A pericolonic tumor deposit (PTD) is a grossly palpated adenocarcinomas within pericolonic adipose tissue not within a lymph node. The source and prognostic significance of PTDs has not been well defined.

METHODS.

The authors studied 418 T3NϩM0 colon adenocarcinomas to determine the frequency and significance of PTDs. They also step-sectioned 30 PTDs to determine their origin and assist in their optimum TNM classification.

RESULTS.

Seventy-one (18%) of 400 consecutively examined cases had PTDs. The actuarial 1-, 2-, and 5-year disease free survival rates were significantly lower among patients with a PTD. PTDs, regardless of size, significantly impacted disease free survival. Increasing numbers of PTDs was associated with shorter disease free survival. Adenocarcinoma grade, a PTD, increasing numbers of PTDs, and number of lymph node metastases were independently associated with shorter disease free survival.

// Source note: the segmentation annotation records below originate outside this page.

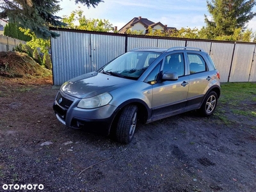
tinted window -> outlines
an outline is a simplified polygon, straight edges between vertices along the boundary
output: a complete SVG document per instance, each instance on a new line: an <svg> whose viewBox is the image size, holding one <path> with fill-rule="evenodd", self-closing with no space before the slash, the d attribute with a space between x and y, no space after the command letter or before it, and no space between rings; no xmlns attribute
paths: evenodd
<svg viewBox="0 0 256 192"><path fill-rule="evenodd" d="M190 74L195 74L206 70L205 61L200 54L188 53L189 61Z"/></svg>
<svg viewBox="0 0 256 192"><path fill-rule="evenodd" d="M172 54L165 58L163 72L168 70L177 72L179 76L184 75L183 53Z"/></svg>

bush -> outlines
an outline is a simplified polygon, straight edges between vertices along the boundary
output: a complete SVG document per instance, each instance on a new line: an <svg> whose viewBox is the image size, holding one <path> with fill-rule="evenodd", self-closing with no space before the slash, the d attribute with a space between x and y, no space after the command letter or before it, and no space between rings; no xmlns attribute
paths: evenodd
<svg viewBox="0 0 256 192"><path fill-rule="evenodd" d="M41 56L39 54L39 51L37 49L35 49L33 52L33 58L40 65L43 65L43 61L42 61Z"/></svg>
<svg viewBox="0 0 256 192"><path fill-rule="evenodd" d="M47 69L52 69L52 60L48 52L44 54L43 63Z"/></svg>

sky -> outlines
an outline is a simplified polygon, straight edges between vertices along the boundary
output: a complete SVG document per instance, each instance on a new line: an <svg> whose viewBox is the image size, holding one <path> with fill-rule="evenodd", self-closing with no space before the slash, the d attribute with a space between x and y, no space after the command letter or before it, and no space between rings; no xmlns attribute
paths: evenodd
<svg viewBox="0 0 256 192"><path fill-rule="evenodd" d="M178 29L200 29L205 26L204 15L211 16L206 0L104 0L104 3L90 8L80 3L76 4L74 0L60 1L62 10L56 14L58 16L68 16L79 6L86 19L108 20L113 27L117 26L118 30L140 16ZM253 11L256 12L256 7ZM248 29L256 32L256 17L248 23Z"/></svg>

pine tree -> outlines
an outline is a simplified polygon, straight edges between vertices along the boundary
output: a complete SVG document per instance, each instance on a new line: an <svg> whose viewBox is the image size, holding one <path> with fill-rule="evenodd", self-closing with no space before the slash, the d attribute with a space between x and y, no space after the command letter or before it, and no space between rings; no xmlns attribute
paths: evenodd
<svg viewBox="0 0 256 192"><path fill-rule="evenodd" d="M252 11L256 4L254 0L211 0L207 4L212 18L209 20L205 15L209 36L232 35L238 28L244 30L248 22L256 15Z"/></svg>
<svg viewBox="0 0 256 192"><path fill-rule="evenodd" d="M25 42L29 42L32 39L31 36L22 32L15 24L12 22L9 22L4 26L4 35Z"/></svg>
<svg viewBox="0 0 256 192"><path fill-rule="evenodd" d="M11 22L29 29L38 38L56 38L59 34L51 31L49 26L65 26L55 14L60 10L58 0L4 0L0 3L0 18L8 18ZM75 0L90 7L95 7L102 0Z"/></svg>

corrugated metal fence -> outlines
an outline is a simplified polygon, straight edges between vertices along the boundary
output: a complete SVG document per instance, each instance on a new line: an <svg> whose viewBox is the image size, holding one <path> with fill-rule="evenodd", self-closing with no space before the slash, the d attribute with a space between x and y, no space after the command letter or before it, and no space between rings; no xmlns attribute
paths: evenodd
<svg viewBox="0 0 256 192"><path fill-rule="evenodd" d="M26 42L7 36L0 35L0 51L12 51L15 47L20 44L26 44Z"/></svg>
<svg viewBox="0 0 256 192"><path fill-rule="evenodd" d="M256 44L134 36L51 28L53 83L99 68L116 56L138 47L192 47L204 49L220 72L221 81L256 81Z"/></svg>

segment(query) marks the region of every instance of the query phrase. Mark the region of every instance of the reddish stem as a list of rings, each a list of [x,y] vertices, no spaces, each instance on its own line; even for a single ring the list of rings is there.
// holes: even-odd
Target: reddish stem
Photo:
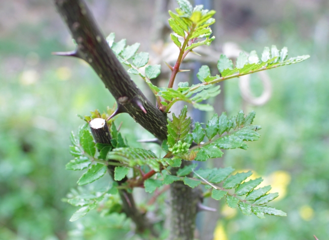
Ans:
[[[184,54],[185,48],[186,47],[186,45],[187,45],[187,43],[188,43],[188,41],[190,40],[190,37],[191,36],[192,34],[194,31],[195,27],[195,26],[194,25],[192,26],[192,28],[191,29],[191,31],[188,33],[187,36],[186,37],[185,40],[184,41],[184,42],[183,43],[183,46],[182,46],[182,48],[181,49],[181,50],[179,52],[179,55],[178,56],[177,61],[176,62],[176,63],[175,64],[175,66],[173,68],[172,75],[170,76],[170,79],[169,80],[169,83],[168,84],[169,88],[173,88],[173,86],[174,85],[174,82],[175,81],[175,78],[176,77],[176,75],[177,74],[177,73],[179,71],[179,66],[180,66],[181,63],[183,61],[183,56]]]

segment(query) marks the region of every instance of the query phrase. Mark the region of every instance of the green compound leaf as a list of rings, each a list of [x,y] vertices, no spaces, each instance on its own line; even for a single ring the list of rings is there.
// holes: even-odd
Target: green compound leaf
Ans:
[[[220,200],[227,194],[226,191],[218,189],[213,188],[212,191],[212,198],[215,200]]]
[[[208,181],[212,183],[218,183],[224,181],[234,170],[231,167],[225,168],[214,168],[208,177]]]
[[[244,141],[256,141],[259,139],[260,135],[254,129],[244,127],[233,133],[231,136],[237,136]]]
[[[245,180],[248,177],[251,176],[252,174],[252,171],[249,171],[247,172],[238,173],[235,175],[231,176],[224,182],[223,187],[226,189],[236,187],[239,184]]]
[[[217,134],[218,124],[218,115],[217,115],[217,114],[215,114],[209,120],[208,124],[207,125],[207,127],[204,129],[205,135],[210,141]]]
[[[277,209],[270,207],[267,207],[267,206],[263,207],[253,206],[252,207],[252,210],[255,215],[260,218],[264,218],[264,214],[278,216],[279,217],[286,216],[286,213],[284,212],[282,212],[281,210],[278,210]]]
[[[223,112],[218,119],[218,134],[220,136],[227,131],[228,123],[228,120],[226,113]]]
[[[254,214],[259,218],[265,218],[265,213],[262,211],[262,209],[259,209],[258,206],[252,207],[252,211]]]
[[[130,46],[127,46],[124,49],[122,52],[121,53],[121,56],[125,60],[130,59],[136,53],[140,45],[140,43],[136,42]]]
[[[170,10],[169,10],[169,15],[175,20],[175,21],[177,23],[177,24],[184,30],[184,31],[186,32],[188,31],[189,28],[187,26],[187,24],[179,15],[175,14]]]
[[[209,144],[201,148],[196,154],[194,160],[204,161],[210,158],[220,158],[223,154],[223,152],[216,145]]]
[[[223,149],[235,149],[241,148],[246,149],[247,145],[241,138],[234,135],[225,135],[215,140],[213,144],[216,145],[218,148]]]
[[[262,205],[263,204],[266,204],[273,199],[276,199],[278,197],[279,197],[279,194],[277,193],[267,194],[256,200],[253,204],[255,205]]]
[[[146,77],[150,79],[155,78],[161,72],[161,65],[157,64],[155,65],[149,65],[145,68],[145,74]]]
[[[192,132],[192,136],[193,140],[198,145],[203,140],[205,133],[199,123],[197,122],[195,125],[195,127]]]
[[[244,202],[239,202],[239,208],[245,215],[252,215],[252,206]]]
[[[177,176],[174,176],[173,175],[167,175],[163,179],[162,183],[166,185],[172,184],[173,182],[180,180],[180,178],[178,177]]]
[[[208,76],[210,76],[210,69],[207,65],[202,66],[196,74],[196,76],[201,82],[204,82],[204,79]]]
[[[185,36],[185,33],[184,31],[184,29],[182,28],[173,19],[170,18],[168,22],[169,22],[169,25],[172,29],[173,29],[173,31],[181,36],[183,37]]]
[[[168,159],[158,158],[151,151],[138,148],[119,148],[107,154],[107,159],[118,161],[130,167],[148,165],[156,172],[160,171],[161,165],[168,166]]]
[[[81,132],[80,144],[84,151],[91,157],[96,153],[95,142],[93,136],[89,129],[85,129]]]
[[[112,150],[112,146],[109,144],[96,143],[96,148],[99,151],[98,158],[105,160],[107,153]]]
[[[159,180],[149,178],[144,182],[144,186],[146,193],[152,193],[155,190],[157,187],[162,185],[162,181]]]
[[[184,181],[184,184],[185,184],[185,185],[187,185],[188,186],[192,188],[194,188],[196,186],[197,186],[200,184],[201,184],[201,181],[191,179],[191,178],[189,178],[187,177],[185,177],[184,178],[183,181]]]
[[[100,178],[106,172],[106,166],[100,163],[96,163],[83,174],[78,180],[78,185],[86,185]]]
[[[256,199],[266,194],[266,193],[271,190],[271,186],[266,186],[261,187],[256,190],[253,190],[248,194],[244,199],[245,201],[255,201]]]
[[[173,113],[173,121],[169,119],[167,128],[168,130],[167,145],[169,148],[173,148],[178,141],[181,140],[185,142],[185,138],[190,131],[190,124],[191,119],[190,117],[186,119],[187,107],[185,106],[181,113],[177,117]]]
[[[171,38],[173,41],[174,41],[174,43],[176,44],[179,49],[180,49],[181,46],[182,46],[182,43],[178,39],[178,37],[172,33],[170,34],[170,37]]]
[[[76,221],[79,218],[80,218],[89,212],[89,206],[83,207],[82,208],[78,209],[73,214],[71,218],[70,218],[70,222],[74,222]]]
[[[309,58],[309,55],[298,56],[286,59],[288,50],[283,47],[279,52],[275,45],[272,45],[271,51],[266,47],[262,54],[261,61],[256,51],[252,51],[249,57],[241,53],[237,58],[236,66],[234,68],[228,58],[225,55],[221,56],[218,67],[223,77],[227,77],[233,74],[249,74],[256,71],[268,69],[292,63],[304,61]],[[236,74],[236,77],[239,75]]]
[[[217,68],[220,73],[222,73],[224,69],[233,69],[232,60],[229,59],[226,55],[221,54],[217,63]]]
[[[78,157],[71,160],[65,165],[65,169],[73,171],[83,170],[89,167],[92,163],[87,157]]]
[[[240,200],[234,196],[226,195],[226,204],[230,208],[235,208]]]
[[[248,182],[244,182],[243,183],[239,184],[237,187],[235,188],[235,195],[239,196],[245,195],[256,187],[258,186],[258,185],[259,185],[262,181],[263,179],[262,178],[259,177],[255,180],[250,180]]]
[[[185,166],[183,168],[180,168],[177,171],[177,176],[183,177],[189,174],[192,172],[192,170],[195,168],[197,166],[197,164],[194,163],[190,165]]]
[[[113,50],[113,52],[114,52],[115,54],[118,55],[124,51],[125,46],[126,46],[126,40],[123,39],[121,39],[117,42],[113,42],[113,45],[112,45],[112,50]]]
[[[193,11],[193,6],[189,1],[187,0],[177,0],[177,3],[183,12],[191,16]]]
[[[139,53],[135,55],[133,58],[133,64],[137,68],[141,68],[147,64],[148,59],[148,53]]]
[[[125,167],[115,167],[114,169],[114,180],[115,181],[120,181],[128,173],[129,169]]]

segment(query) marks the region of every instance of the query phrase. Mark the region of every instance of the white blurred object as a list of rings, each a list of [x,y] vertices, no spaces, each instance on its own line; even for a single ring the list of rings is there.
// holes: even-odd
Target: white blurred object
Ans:
[[[236,59],[241,50],[239,46],[234,42],[226,42],[223,46],[223,53],[230,59]],[[245,53],[248,54],[248,53]],[[262,106],[267,103],[272,96],[272,84],[267,73],[264,71],[257,73],[263,85],[263,92],[260,97],[255,97],[250,87],[250,75],[241,76],[239,79],[239,88],[243,100],[254,106]]]

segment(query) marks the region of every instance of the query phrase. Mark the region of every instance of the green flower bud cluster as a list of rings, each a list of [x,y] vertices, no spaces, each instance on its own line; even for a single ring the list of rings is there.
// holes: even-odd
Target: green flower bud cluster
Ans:
[[[177,142],[173,148],[170,148],[169,151],[173,153],[173,154],[184,154],[188,152],[190,149],[190,144],[187,142],[183,143],[180,140]]]

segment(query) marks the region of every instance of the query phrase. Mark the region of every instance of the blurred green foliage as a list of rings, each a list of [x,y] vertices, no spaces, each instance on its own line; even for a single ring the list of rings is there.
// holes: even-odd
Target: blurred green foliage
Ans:
[[[259,219],[223,207],[216,232],[226,239],[310,239],[315,234],[321,240],[329,235],[329,59],[311,37],[303,37],[299,25],[291,21],[295,18],[265,28],[269,39],[261,44],[257,38],[240,39],[246,51],[259,53],[263,46],[275,44],[288,46],[291,56],[311,58],[269,72],[273,87],[270,101],[244,109],[257,112],[256,120],[263,127],[260,140],[248,151],[227,151],[225,159],[225,165],[267,176],[280,195],[285,194],[273,206],[287,216]],[[51,52],[73,45],[39,31],[49,25],[47,21],[21,24],[0,40],[0,239],[133,239],[130,222],[118,214],[100,217],[92,211],[81,221],[68,221],[75,208],[61,200],[79,177],[79,173],[65,170],[72,159],[69,133],[82,123],[76,114],[88,115],[96,108],[102,112],[113,101],[85,64],[51,56]],[[257,75],[252,78],[253,89],[260,92]],[[242,106],[238,81],[225,83],[228,115]],[[125,117],[121,117],[125,118],[121,132],[130,138],[131,146],[138,147],[137,136],[125,133],[141,128]],[[128,126],[134,128],[125,130]]]

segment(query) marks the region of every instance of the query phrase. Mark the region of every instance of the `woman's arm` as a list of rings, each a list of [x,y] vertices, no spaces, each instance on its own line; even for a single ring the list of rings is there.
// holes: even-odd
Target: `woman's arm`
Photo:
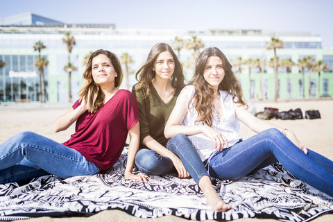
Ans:
[[[134,160],[137,150],[139,149],[139,144],[140,142],[140,126],[137,122],[129,130],[130,144],[128,146],[128,154],[127,156],[126,169],[125,169],[125,178],[130,179],[133,181],[141,180],[147,181],[147,176],[145,175],[135,175],[132,171],[134,166]]]
[[[221,133],[212,129],[208,126],[198,125],[189,126],[180,125],[187,112],[188,96],[188,92],[186,90],[182,91],[182,93],[178,96],[175,107],[165,126],[165,137],[171,138],[178,133],[183,133],[187,136],[190,136],[203,133],[212,139],[216,149],[221,151],[223,148],[229,147],[227,138]]]
[[[189,177],[189,174],[185,170],[185,168],[182,165],[182,163],[179,157],[166,148],[161,145],[149,135],[149,122],[147,117],[146,116],[146,99],[145,98],[144,91],[143,89],[136,90],[136,88],[137,88],[137,85],[133,86],[132,92],[137,99],[137,103],[139,105],[139,109],[140,110],[140,137],[142,144],[149,149],[156,151],[158,154],[170,158],[178,173],[179,178],[182,178]]]
[[[74,122],[78,119],[83,113],[87,110],[87,104],[85,100],[82,100],[81,104],[75,110],[71,108],[63,115],[58,118],[53,123],[53,129],[56,133],[65,130]]]
[[[272,128],[277,128],[281,131],[288,139],[289,139],[297,147],[298,147],[305,154],[307,154],[307,150],[306,147],[298,140],[293,132],[255,117],[243,105],[237,106],[235,112],[237,119],[255,133],[259,133]]]

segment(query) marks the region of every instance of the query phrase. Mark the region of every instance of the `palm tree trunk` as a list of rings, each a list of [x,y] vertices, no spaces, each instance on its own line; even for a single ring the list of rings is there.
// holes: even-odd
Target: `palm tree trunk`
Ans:
[[[290,99],[289,72],[287,72],[287,86],[288,89],[288,99]]]
[[[252,98],[251,95],[251,69],[248,69],[248,91],[250,92],[249,94],[249,98]]]
[[[68,72],[68,101],[71,103],[71,71]]]
[[[307,71],[307,78],[309,80],[309,86],[308,86],[309,98],[311,98],[311,70],[310,69],[309,69]]]
[[[318,98],[321,98],[321,71],[318,72]]]
[[[264,99],[264,74],[260,71],[260,100]]]
[[[128,78],[128,66],[127,65],[127,62],[125,63],[125,78],[126,79],[126,89],[130,89],[130,83],[129,83],[129,78]]]
[[[304,77],[304,69],[302,69],[302,91],[303,92],[303,99],[305,99],[305,87],[304,81],[305,80],[305,78]]]
[[[278,94],[279,94],[279,83],[278,80],[278,58],[276,56],[276,49],[274,49],[274,87],[275,87],[275,94],[274,94],[274,101],[276,103],[278,101]]]
[[[40,98],[40,102],[41,103],[45,103],[46,102],[46,89],[45,89],[45,80],[44,78],[44,69],[42,68],[40,71],[40,94],[41,94],[41,98]]]

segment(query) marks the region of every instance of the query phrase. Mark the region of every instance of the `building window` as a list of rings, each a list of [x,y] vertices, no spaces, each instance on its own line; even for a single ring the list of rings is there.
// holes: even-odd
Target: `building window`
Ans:
[[[317,91],[317,80],[316,79],[311,79],[310,85],[310,97],[316,97]]]
[[[298,80],[298,89],[299,89],[300,98],[302,98],[303,97],[303,83],[302,81],[302,79],[300,79]]]
[[[323,96],[328,96],[328,78],[323,78]]]

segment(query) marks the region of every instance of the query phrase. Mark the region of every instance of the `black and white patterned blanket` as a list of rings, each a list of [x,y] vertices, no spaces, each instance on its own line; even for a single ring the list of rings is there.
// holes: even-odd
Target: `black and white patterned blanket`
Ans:
[[[197,221],[257,217],[309,221],[333,213],[332,198],[296,179],[280,164],[238,180],[213,179],[216,191],[233,207],[218,213],[205,205],[193,179],[171,174],[151,176],[147,182],[125,180],[126,157],[123,154],[105,175],[66,180],[50,176],[25,185],[0,185],[0,220],[78,216],[112,209],[142,218],[175,215]]]

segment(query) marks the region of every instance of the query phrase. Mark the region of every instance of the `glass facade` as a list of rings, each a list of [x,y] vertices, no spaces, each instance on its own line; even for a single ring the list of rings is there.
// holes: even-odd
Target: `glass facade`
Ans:
[[[0,19],[0,60],[6,62],[6,66],[0,68],[0,102],[39,100],[40,78],[37,69],[34,65],[38,53],[33,48],[37,41],[40,40],[46,46],[41,54],[49,62],[44,69],[46,101],[65,102],[68,100],[69,85],[71,87],[73,100],[77,99],[77,92],[83,85],[81,76],[85,69],[83,59],[89,52],[104,49],[114,53],[119,58],[127,53],[133,60],[128,66],[134,73],[145,62],[150,49],[156,43],[166,42],[172,45],[176,37],[190,40],[193,35],[202,40],[205,48],[219,48],[232,63],[238,57],[241,57],[244,61],[248,58],[264,60],[263,95],[267,99],[274,98],[273,68],[269,67],[268,62],[274,55],[273,51],[266,50],[266,42],[270,42],[272,37],[278,36],[284,44],[283,49],[277,49],[280,60],[291,58],[297,64],[298,59],[310,56],[316,59],[323,59],[324,63],[328,64],[330,70],[323,74],[323,80],[321,82],[316,80],[316,74],[311,74],[311,79],[314,79],[314,81],[311,80],[312,84],[310,83],[311,94],[311,96],[316,94],[315,96],[319,96],[315,89],[321,84],[321,95],[333,96],[333,87],[330,87],[333,83],[333,49],[322,49],[321,37],[311,36],[307,33],[123,30],[114,28],[114,24],[57,24],[57,21],[46,18],[43,19],[43,17],[37,15],[31,15],[31,17],[30,22],[35,23],[31,26],[1,25],[3,19]],[[15,19],[19,20],[17,17]],[[70,32],[76,42],[70,56],[71,62],[77,67],[77,70],[71,73],[71,83],[68,83],[67,73],[64,71],[64,67],[68,62],[68,51],[66,44],[62,42],[66,32]],[[182,49],[180,55],[180,62],[186,63],[191,53],[191,50]],[[237,74],[237,76],[241,83],[244,96],[246,99],[258,99],[261,94],[259,69],[251,67],[250,79],[248,65],[244,64],[241,67],[241,72]],[[193,74],[192,67],[185,67],[184,70],[186,80],[188,81]],[[305,71],[307,73],[307,69]],[[278,73],[280,98],[288,98],[288,84],[291,86],[291,99],[302,98],[303,84],[298,65],[291,69],[289,83],[286,69],[279,67]],[[135,75],[131,74],[129,78],[129,85],[131,87],[136,83]],[[305,81],[304,86],[307,89],[308,78],[305,78]],[[305,91],[305,98],[309,96],[307,91]]]

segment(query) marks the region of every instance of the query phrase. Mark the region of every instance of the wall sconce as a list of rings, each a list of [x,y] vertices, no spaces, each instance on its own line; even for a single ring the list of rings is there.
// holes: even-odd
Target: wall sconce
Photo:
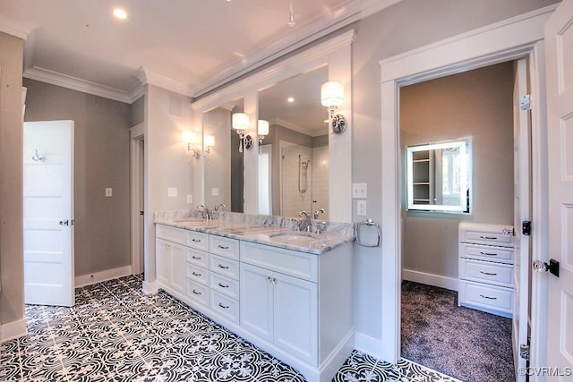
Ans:
[[[183,141],[187,145],[187,156],[194,157],[198,159],[201,157],[201,150],[194,148],[193,144],[197,140],[193,132],[183,132]]]
[[[344,85],[338,81],[324,82],[321,87],[321,103],[329,109],[329,119],[332,132],[340,134],[346,128],[344,115],[336,114],[337,107],[344,102]]]
[[[257,136],[259,138],[259,154],[262,153],[262,141],[269,135],[269,121],[260,119],[257,123]]]
[[[213,135],[205,136],[205,154],[209,154],[211,151],[211,148],[215,146],[215,137]]]
[[[244,113],[234,113],[232,120],[233,129],[239,134],[239,152],[243,152],[243,148],[249,149],[252,147],[252,138],[244,135],[244,131],[249,128],[249,115]]]

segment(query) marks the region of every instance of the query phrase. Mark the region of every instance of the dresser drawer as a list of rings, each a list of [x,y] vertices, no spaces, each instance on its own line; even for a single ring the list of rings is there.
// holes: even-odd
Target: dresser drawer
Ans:
[[[513,290],[460,280],[459,303],[495,310],[510,317],[513,311]]]
[[[461,243],[459,244],[459,257],[513,264],[513,249]]]
[[[239,262],[227,258],[211,254],[210,256],[210,269],[219,275],[227,276],[235,280],[239,279]]]
[[[217,291],[226,296],[239,300],[239,281],[226,277],[216,273],[211,273],[210,286],[212,291]]]
[[[196,250],[209,250],[209,235],[202,232],[187,231],[185,245]]]
[[[195,283],[209,285],[209,270],[191,264],[187,264],[186,267],[187,272],[185,273],[185,276],[188,279],[192,280]]]
[[[211,291],[210,309],[231,322],[239,323],[239,301],[236,300]]]
[[[187,279],[186,294],[193,301],[205,307],[209,306],[209,287]]]
[[[210,253],[238,260],[239,241],[211,234],[209,236],[209,250]]]
[[[513,266],[460,259],[459,278],[512,288]]]
[[[209,269],[209,253],[197,250],[187,250],[185,253],[188,263]]]

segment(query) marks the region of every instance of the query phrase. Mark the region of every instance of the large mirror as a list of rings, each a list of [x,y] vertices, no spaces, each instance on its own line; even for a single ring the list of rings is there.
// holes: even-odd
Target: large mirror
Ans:
[[[406,148],[408,210],[469,213],[469,139]]]
[[[321,66],[259,91],[259,213],[329,219],[329,125]],[[262,121],[262,122],[261,122]]]

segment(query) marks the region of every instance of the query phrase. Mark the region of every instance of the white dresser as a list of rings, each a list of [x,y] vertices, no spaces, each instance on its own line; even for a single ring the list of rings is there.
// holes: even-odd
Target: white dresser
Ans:
[[[458,305],[511,318],[513,235],[511,225],[459,224]]]

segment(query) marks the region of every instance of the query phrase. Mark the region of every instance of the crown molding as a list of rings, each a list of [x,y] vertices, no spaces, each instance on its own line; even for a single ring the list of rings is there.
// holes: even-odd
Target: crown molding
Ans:
[[[133,101],[130,95],[125,91],[75,77],[66,76],[64,74],[37,66],[26,68],[24,70],[23,77],[56,86],[61,86],[62,88],[81,91],[82,93],[91,94],[93,96],[103,97],[104,98],[114,99],[126,104],[131,104]]]
[[[0,32],[26,40],[28,39],[28,36],[36,28],[36,25],[15,21],[0,14]]]

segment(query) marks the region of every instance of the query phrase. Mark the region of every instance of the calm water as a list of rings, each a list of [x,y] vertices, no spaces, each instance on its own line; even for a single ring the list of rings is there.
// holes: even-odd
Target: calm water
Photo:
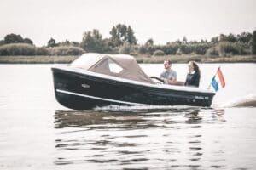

The likelihood of extrahepatic abdominal failure was proportionally greater with increasing numbers of PTDs. Adenocarcinoma was observed in perineural, peri-large vessel, or intravascular locations in step-sectioned PTDs.

CONCLUSIONS.

A PTD is a perineural, perivascular, or intravascular tumor extension beyond the muscularis propria. They are distinct from lymph node metastases and should not be considered their prognostic equivalent. The disease free survival impact of even small PTDs was significant, suggesting that PTDs of all sizes should be considered a single entity. TNM classification of PTDs as lymph node metastases or discontinuous tumor extension is probably not accurate. The number and greatest dimension of PTDs should be reported separately from lymph node metastases.